El peso emocional de la canción no reside solo en su instrumentación, sino también en su linaje lírico. Los críticos han señalado su cercanía con el blues de Robert Johnson, especialmente con Love in Vain, que los Stones versionarían más tarde. La imagen de trenes que parten y de quedarse atrás conecta con el tema clásico del abandono en el blues.

La forma de frasear de Mick Jagger intensifica la tristeza: “Antes era un hombre rico, pero ahora soy tan pobre. Pero nunca en mi corta y dulce vida me había sentido así.”. Estira las últimas palabras, arrastrándolas sobre la melodía como heridas que se niegan a cerrarse. La guitarra rítmica en afinación abierta de Keith Richards, que luego usaría en You Can’t Always Get What You Want, refuerza esa atmósfera solitaria.

En conjunto, estos elementos crean una canción que se siente menos como una grabación de estudio y más como una confesión susurrada en la madrugada de un domingo con resaca.

Legado y reinterpretaciones

Aunque fue grabada en mayo de 1968 y publicada como cara B de Street Fighting Man, No Expectations pronto se convirtió en mucho más que otra canción de Beggars Banquet. Su historia en vivo es especialmente emotiva: se interpretó por primera vez en el especial televisivo de los Stones Rock and Roll Circus —la última aparición de Brian Jones con la banda—y volvió a sonar en Hyde Park apenas dos días después de su muerte. Versiones posteriores acentuaron su tono lánguido y melancólico, como en la grabación despojada de Stripped (1995).

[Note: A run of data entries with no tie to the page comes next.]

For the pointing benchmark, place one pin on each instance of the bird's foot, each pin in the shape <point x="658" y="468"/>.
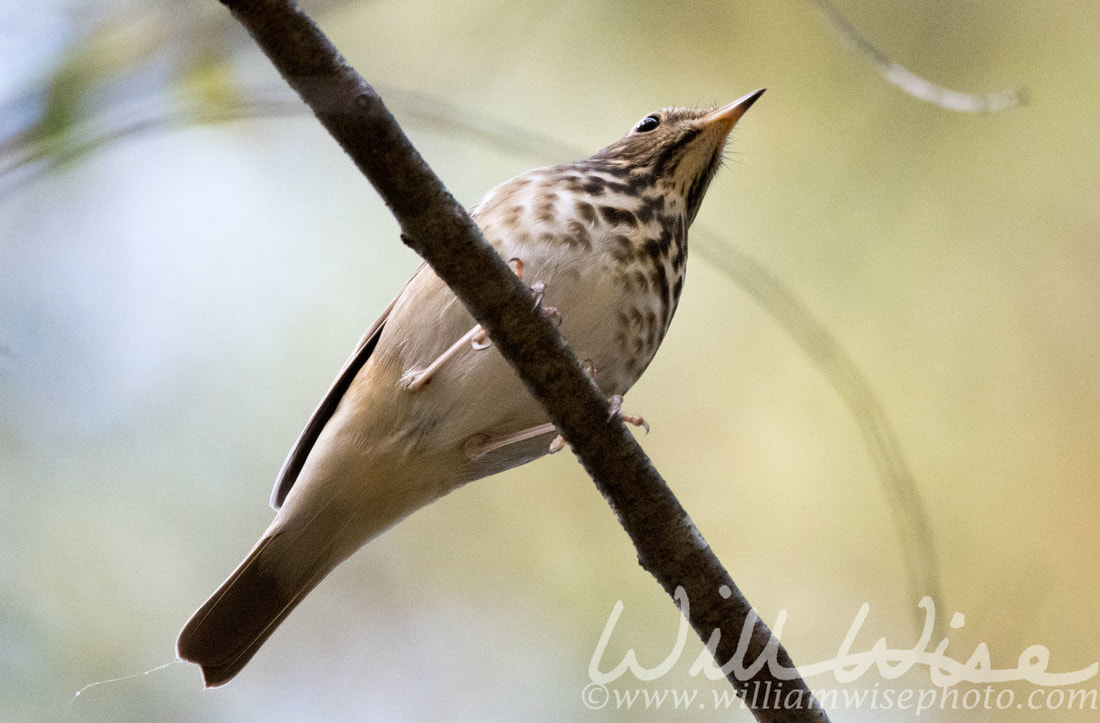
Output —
<point x="476" y="338"/>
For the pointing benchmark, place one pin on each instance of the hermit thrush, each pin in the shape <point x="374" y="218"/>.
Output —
<point x="425" y="404"/>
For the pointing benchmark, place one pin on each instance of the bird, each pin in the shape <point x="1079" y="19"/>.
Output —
<point x="425" y="404"/>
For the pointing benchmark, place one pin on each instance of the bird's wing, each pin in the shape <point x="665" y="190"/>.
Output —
<point x="308" y="437"/>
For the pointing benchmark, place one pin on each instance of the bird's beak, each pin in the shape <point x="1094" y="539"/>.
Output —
<point x="724" y="119"/>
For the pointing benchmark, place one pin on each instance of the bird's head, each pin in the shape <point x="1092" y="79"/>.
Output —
<point x="678" y="150"/>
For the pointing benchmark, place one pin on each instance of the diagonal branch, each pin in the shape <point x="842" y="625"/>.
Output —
<point x="436" y="226"/>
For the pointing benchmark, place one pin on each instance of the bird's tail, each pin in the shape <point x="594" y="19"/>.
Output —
<point x="229" y="628"/>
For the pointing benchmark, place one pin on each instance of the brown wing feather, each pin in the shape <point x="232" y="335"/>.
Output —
<point x="320" y="417"/>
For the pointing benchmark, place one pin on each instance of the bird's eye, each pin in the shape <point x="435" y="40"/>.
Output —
<point x="647" y="123"/>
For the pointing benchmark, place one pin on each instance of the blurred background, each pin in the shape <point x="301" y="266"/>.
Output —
<point x="883" y="297"/>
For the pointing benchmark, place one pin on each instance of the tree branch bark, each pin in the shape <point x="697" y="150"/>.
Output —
<point x="438" y="228"/>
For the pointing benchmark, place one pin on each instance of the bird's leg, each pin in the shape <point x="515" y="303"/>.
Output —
<point x="482" y="444"/>
<point x="616" y="403"/>
<point x="476" y="338"/>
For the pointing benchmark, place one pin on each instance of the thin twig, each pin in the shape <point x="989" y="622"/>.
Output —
<point x="437" y="227"/>
<point x="914" y="85"/>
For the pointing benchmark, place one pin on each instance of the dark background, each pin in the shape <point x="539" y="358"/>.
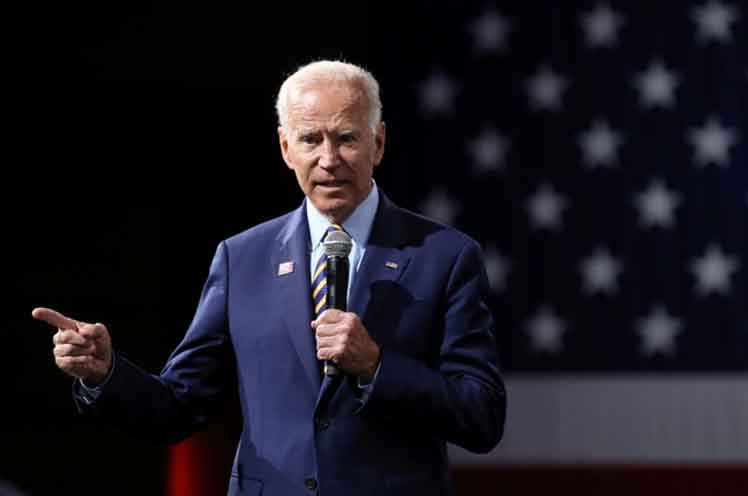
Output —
<point x="139" y="134"/>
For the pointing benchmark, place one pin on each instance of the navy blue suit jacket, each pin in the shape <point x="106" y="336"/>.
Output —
<point x="420" y="292"/>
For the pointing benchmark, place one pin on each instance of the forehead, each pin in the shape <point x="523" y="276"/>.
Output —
<point x="317" y="104"/>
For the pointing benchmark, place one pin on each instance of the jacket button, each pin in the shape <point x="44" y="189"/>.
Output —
<point x="322" y="423"/>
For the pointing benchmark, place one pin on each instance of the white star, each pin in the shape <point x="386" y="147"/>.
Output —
<point x="545" y="89"/>
<point x="601" y="26"/>
<point x="438" y="94"/>
<point x="441" y="207"/>
<point x="545" y="207"/>
<point x="713" y="270"/>
<point x="658" y="331"/>
<point x="497" y="268"/>
<point x="656" y="85"/>
<point x="656" y="205"/>
<point x="489" y="150"/>
<point x="713" y="20"/>
<point x="712" y="142"/>
<point x="600" y="145"/>
<point x="490" y="32"/>
<point x="546" y="330"/>
<point x="600" y="271"/>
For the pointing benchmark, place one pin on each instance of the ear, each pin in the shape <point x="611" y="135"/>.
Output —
<point x="379" y="140"/>
<point x="283" y="141"/>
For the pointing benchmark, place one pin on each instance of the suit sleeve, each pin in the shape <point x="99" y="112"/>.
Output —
<point x="463" y="401"/>
<point x="171" y="406"/>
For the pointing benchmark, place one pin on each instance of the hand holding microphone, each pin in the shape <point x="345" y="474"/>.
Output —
<point x="342" y="339"/>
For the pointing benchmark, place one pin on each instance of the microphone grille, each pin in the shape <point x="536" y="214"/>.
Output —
<point x="337" y="244"/>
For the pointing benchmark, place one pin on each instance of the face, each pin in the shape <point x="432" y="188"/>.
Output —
<point x="330" y="146"/>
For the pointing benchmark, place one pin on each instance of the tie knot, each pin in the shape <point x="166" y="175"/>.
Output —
<point x="332" y="228"/>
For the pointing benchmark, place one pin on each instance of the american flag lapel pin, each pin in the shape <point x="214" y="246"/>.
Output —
<point x="285" y="268"/>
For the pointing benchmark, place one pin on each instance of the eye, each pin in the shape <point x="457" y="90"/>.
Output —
<point x="309" y="138"/>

La canción también inspiró reinterpretaciones en distintos géneros. Johnny Cash le dio un aire bluegrass, Waylon Jennings sumó un pulso country-rock más marcado, Joan Baez ofreció una lectura curiosa y casi psicodélica, y Chris Smither la llevó hacia una melancolía folk más áspera. Cada versión destacó su capacidad de adaptación, sin borrar nunca su núcleo elegíaco.

Cuando Lenny Kravitz invitó a Mick Jagger a cantar en París en 1991, ese dúo espontáneo recordó que el espíritu de la canción seguía vivo, tendiendo puentes entre generaciones y estilos. Kravitz también fue telonero en varios shows de 1994, y en Cleveland subió al escenario para compartir el tema junto a Jagger, reafirmando su vigencia.

Mick Jagger (1995): “Ese es Brian Jones tocando la steel guitar. Estábamos sentados en el suelo, en círculo, cantando y tocando, grabando con micrófonos abiertos. Esa fue la última vez que recuerdo a Brian realmente totalmente involucrado en algo que valiera la pena hacer. Estaba ahí con todos los demás. Es curioso cómo uno recuerda, pero ese fue el último momento en que lo vi así, porque ya había perdido el interés en todo.”